Cranberry Orange (their website says not suitable for CP because it seizes... I used it and it reversed trace for me. Is a heater though. I have a full review on the SSRB)
Aloe Vera and Cucumber is great in lotion! Haven't soaped it though.

I did not like their OMH, not strong enough for me, and smelled like Play Doh when cured. I much prefer Sweet Cakes version. 
I bought Christmas Cabernet last holiday season with the hopes of doing a Christmas soap. Couldn't bring myself to do it, I think it smells like bad chemicals. Ick!


----------



## dcornett (Jun 13, 2013)

Some of my favs from NG are: the perfect man, blackraspberry vanilla, stormy night, pumpkin apple butter, australian bamboo grass, misbehavin, cool citrus basil and bayberry.


----------



## theath2010 (Jun 13, 2013)

I love their loving spell but I expected their coconut lime verbena so be more similar to BBW coconut lime breeze and sadly it was not very similar. At least love spell was a big hit with my friends and family. (I don't sell right now but expect to keep it around when I do!)


----------



## three_little_fishes (Jun 13, 2013)

Mermaid kisses is nice, but very strong even after a couple of weeks. Boston Tea Party I haven't soaped with yet, but it has a very light smell in the bottle. I also have Huckleberry and can't decide whether I like it or not so I haven't soaped with it.


----------



## Moonshea Botanicals (Jun 13, 2013)

shunt2011 said:


> Perfect man, Anjou Pear Blossom, Bamboo White Grapefruit, Aqua di Gio, Satsuma, Ruby Red Grapefruit, Elf Sweat, Sex on the Beach, Lick Me All Over (I rename it though) and Fruity Rings are some of my favorites.  I don't like their Monkey Farts or Pineapple Orchid.



elf sweat?! what does that smell like? that would be a great gamer soap. NM I read it on the site. BLEH.


----------



## VanessaP (Jun 13, 2013)

theath2010 said:


> I love their loving spell but I expected their coconut lime verbena so be more similar to BBW coconut lime breeze and sadly it was not very similar.

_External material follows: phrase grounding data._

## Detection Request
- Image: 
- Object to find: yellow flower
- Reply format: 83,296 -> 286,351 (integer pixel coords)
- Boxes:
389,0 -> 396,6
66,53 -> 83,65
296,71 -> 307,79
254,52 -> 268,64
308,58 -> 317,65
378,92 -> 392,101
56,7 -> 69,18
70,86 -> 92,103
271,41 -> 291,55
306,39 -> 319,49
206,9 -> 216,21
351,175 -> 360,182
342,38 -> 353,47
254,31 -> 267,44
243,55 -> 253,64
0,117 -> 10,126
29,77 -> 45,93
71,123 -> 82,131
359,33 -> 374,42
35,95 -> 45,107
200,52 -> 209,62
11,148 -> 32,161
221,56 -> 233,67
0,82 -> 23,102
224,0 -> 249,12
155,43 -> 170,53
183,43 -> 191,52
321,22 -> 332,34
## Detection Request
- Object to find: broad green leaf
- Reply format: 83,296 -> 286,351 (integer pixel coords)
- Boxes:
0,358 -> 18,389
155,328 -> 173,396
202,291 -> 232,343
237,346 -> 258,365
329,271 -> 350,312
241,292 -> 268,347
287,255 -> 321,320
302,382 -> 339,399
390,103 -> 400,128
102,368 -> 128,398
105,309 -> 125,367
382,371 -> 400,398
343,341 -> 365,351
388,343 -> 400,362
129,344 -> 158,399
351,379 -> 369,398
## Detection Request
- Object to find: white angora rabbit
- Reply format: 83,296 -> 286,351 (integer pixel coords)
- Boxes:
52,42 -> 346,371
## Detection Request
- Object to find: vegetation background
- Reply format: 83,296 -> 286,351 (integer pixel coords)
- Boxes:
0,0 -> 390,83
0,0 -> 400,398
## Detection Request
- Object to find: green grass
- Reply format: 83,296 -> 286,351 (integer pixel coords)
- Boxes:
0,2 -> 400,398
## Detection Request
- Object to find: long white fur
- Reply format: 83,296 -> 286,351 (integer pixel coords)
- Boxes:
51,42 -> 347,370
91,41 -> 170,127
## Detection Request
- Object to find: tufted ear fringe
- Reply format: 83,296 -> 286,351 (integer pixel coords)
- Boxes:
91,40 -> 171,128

At least love spell was a big hit with my friends and family. (I don't sell right now but expect to keep it around when I do!)



Coconut Lime Breeze and Coconut Lime Verbena are two distinct scents from B&BW. 

Aztec (www.candlemaking.com) just released a dupe of Coconut Lime Breeze in the last week or two. I have not had a chance to go to their showroom and sniff it so I don't know how good of a dupe it really is.


----------